CANBERRA, Australia (AP) — Two whistleblowers appeared in a Canberra court yesterday charged separately with leaking classified government information that alleges Australia bugged East Timor’s Cabinet and potential war crimes committed by Australian troops in Afghanistan.
Free speech demonstrators rallied outside the Australian Capital Territory Supreme Court during preliminary hearings for lawyer Bernard Collaery and former army officer David McBride.
Both are at the centre of a new campaign in Australia to wind back national security laws that infringe on press freedom and to provide legal protections for whistleblowers who expose government wrongdoing.

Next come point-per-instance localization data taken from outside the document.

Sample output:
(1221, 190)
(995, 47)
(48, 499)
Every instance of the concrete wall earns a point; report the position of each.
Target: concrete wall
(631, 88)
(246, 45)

Collaery is charged with conspiring with a former spy to reveal classified information about an allegation that Australia illegally bugged East Timor’s government during negotiations over the sharing of billions of dollars in oil and gas revenue in 2004.
He made his first appearance in the court yesterday a week before Australian Prime Minister Scott Morrison flies to East Timor to ratify a new treaty to share Timor Sea energy riches.
East Timor leaders have called for Australia to drop the case.
Collaery intends to plead not guilty and will face a three-day hearing starting December 11 that will determine what if any of the evidence can be heard in open court.
McBride appeared on charges relating to the leaking of classified documents about Australian Special Air Service involvement in Afghanistan to journalists.